OP want to makes a device that can plug / unplug two types of sensors (one that uses UART and one that uses I2C) into one external connector port?
So he came up with wanted to use a UART with exactly the same pins of I2C?
Well, even if this imagine is correct...
I think that it is possible to bundle multiple pins by correctly controlling the initialization of the pins and setting the unused interface side to Hi-Z.
Although there are still have output confliction risks with coding misses.
I didn't wanted to mention it here...I have a PCB to which Arduino is connected. There are external ports for many sensors, some serial, some I2c, some OneWire. Customer has a choice which sensors connect to what port, so it has to be universal - Arduino must detect a sensor and then use it.
@srnet 3 is not enough and it can not be used as we need it. @chrisknightley It's not both the same pin, see first post. Only one of them is the same, because of PCB under Arduino, see answer in this post. "bundle multiple pins by correctly controlling the initialization of the pins and setting the unused interface side to Hi-Z" - i will discuss this with developer, thanks.

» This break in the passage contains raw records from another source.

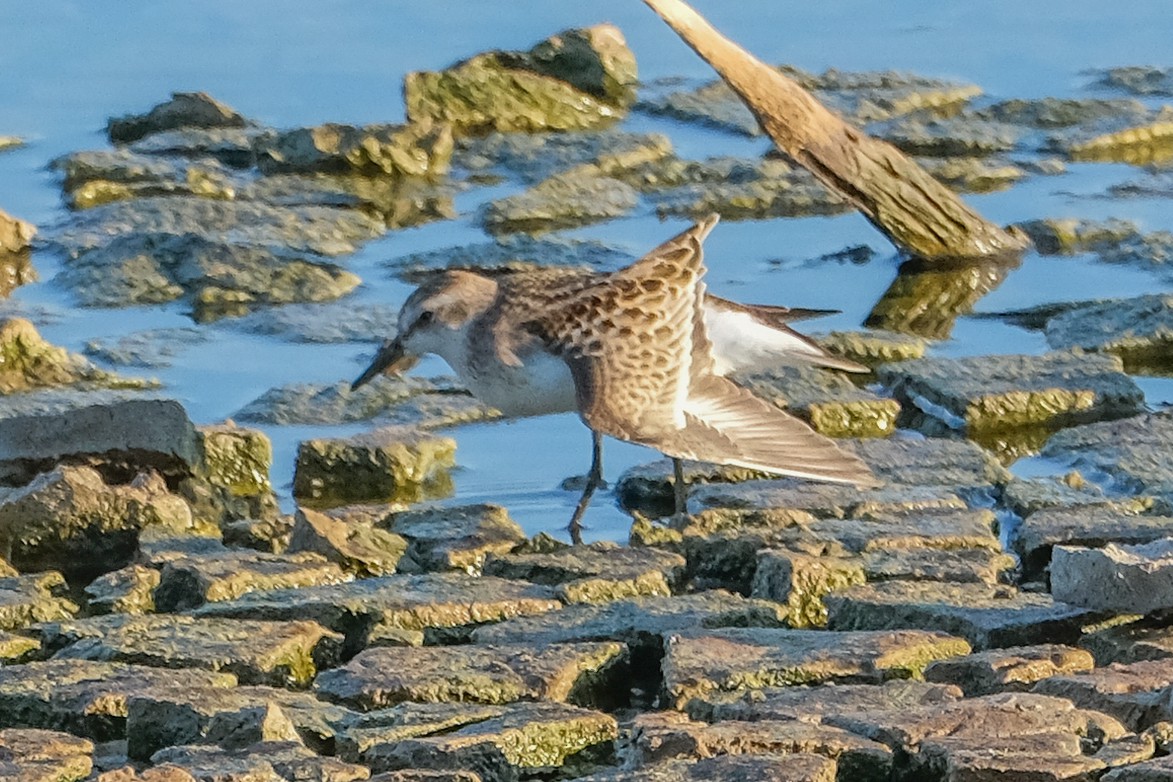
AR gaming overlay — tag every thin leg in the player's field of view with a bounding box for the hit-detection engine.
[567,429,603,545]
[672,456,689,524]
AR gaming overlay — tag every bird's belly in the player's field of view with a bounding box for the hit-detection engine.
[469,353,578,416]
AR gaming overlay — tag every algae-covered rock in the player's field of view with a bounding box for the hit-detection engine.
[196,422,273,497]
[1035,660,1173,732]
[258,121,453,178]
[0,660,236,741]
[40,614,343,687]
[484,543,685,603]
[876,353,1144,431]
[0,318,150,395]
[232,377,501,429]
[49,149,238,209]
[752,549,867,628]
[379,504,526,578]
[823,582,1098,650]
[293,427,456,508]
[86,565,160,614]
[148,550,353,619]
[738,367,900,437]
[482,170,639,233]
[62,229,360,311]
[473,591,785,659]
[922,157,1026,192]
[1066,109,1173,165]
[195,573,562,640]
[689,680,962,723]
[0,209,36,252]
[362,703,619,780]
[106,93,248,144]
[150,740,369,782]
[1011,504,1173,576]
[84,328,208,369]
[286,508,407,578]
[0,630,41,665]
[0,728,94,782]
[818,329,928,367]
[622,712,893,780]
[0,571,77,630]
[314,642,626,712]
[1016,218,1140,256]
[924,644,1096,696]
[664,628,970,708]
[1045,294,1173,369]
[127,686,359,760]
[0,465,195,574]
[404,26,636,134]
[49,196,384,261]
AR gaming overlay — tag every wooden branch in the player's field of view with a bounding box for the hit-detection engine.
[644,0,1030,260]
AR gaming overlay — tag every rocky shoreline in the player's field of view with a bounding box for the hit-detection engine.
[0,16,1173,782]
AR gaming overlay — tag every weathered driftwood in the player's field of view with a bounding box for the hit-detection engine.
[644,0,1029,260]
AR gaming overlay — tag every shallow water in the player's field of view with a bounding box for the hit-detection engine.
[0,0,1173,539]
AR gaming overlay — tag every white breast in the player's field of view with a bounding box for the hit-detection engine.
[457,351,578,416]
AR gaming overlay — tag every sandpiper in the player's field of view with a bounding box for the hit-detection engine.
[351,215,875,540]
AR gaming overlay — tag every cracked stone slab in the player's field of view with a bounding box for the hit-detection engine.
[486,543,685,603]
[473,591,785,658]
[150,741,371,782]
[663,627,970,708]
[826,693,1090,753]
[876,353,1145,431]
[924,644,1096,696]
[1051,537,1173,613]
[0,390,199,465]
[0,660,237,741]
[1033,660,1173,732]
[293,427,456,508]
[155,550,353,611]
[738,367,900,437]
[1042,410,1173,498]
[314,642,626,712]
[1079,614,1173,666]
[687,680,962,723]
[0,728,94,782]
[195,573,562,640]
[127,686,360,760]
[39,614,343,687]
[362,702,619,780]
[1011,502,1173,574]
[823,582,1103,650]
[1044,294,1173,365]
[379,504,526,578]
[578,753,836,782]
[0,571,77,631]
[621,712,893,780]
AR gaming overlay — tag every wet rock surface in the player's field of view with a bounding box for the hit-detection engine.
[0,21,1173,782]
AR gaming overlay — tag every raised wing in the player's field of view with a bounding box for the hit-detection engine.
[527,215,718,442]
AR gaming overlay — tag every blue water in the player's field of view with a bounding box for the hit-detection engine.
[0,0,1173,538]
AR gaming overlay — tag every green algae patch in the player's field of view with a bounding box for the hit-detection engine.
[0,318,158,395]
[664,628,971,708]
[196,424,273,497]
[404,26,636,135]
[876,353,1144,433]
[293,427,456,508]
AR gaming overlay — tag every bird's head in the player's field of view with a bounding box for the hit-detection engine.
[351,271,497,390]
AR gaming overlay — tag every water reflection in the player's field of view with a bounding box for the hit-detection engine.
[865,254,1022,340]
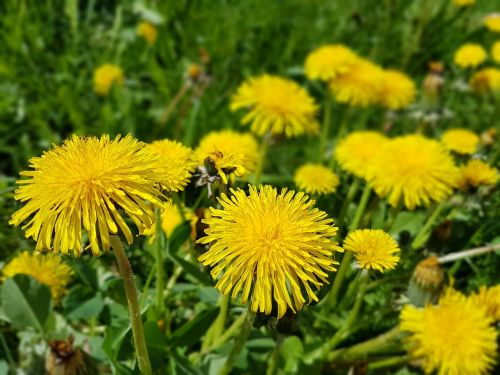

At least tell us which pin is what.
The Arduino Mega 2560 has no I2C bus at pin 22 + 23. Do you want to use a software I2C bus ?
When the SDA is kept high, the SCL pin may be used for other things.
However, if SDA is involved in any way and then you change from Serial to I2C, then the I2C bus might get stuck. That can be unstuck, but might not always work 100%.
Suppose the customer changes a module while the Arduino is running, then there is probably no way to make that 100% reliable.
The RS-485 (a version of Serial communication) is hot swappable.
I'm not sure, but perhaps the SBus (a version of I2C communication) migh be hot swappable.
Combining those with the same wires is not possible.
As you can see, there are many possibilities, but also many things that can go wrong.
Sounds like a bad idea to do it this way. Better decide on a universal interface between the Arduino and all possible sensors and a translator/bridge between that universal interface and the various sensor interfaces. The universal interface would have to be both a hardware component and a software component. You basically have that challenge now already, but apparently you're solving the latter in the Arduino in an unspecified way.
How about using a six pin connector, with 2 pins for 5V and GND, 2 pins for UART transmit and receive, and 2 pins for I2C clock and data.
Then when you wire up the sensor you just connect to the appropriate 4 pins.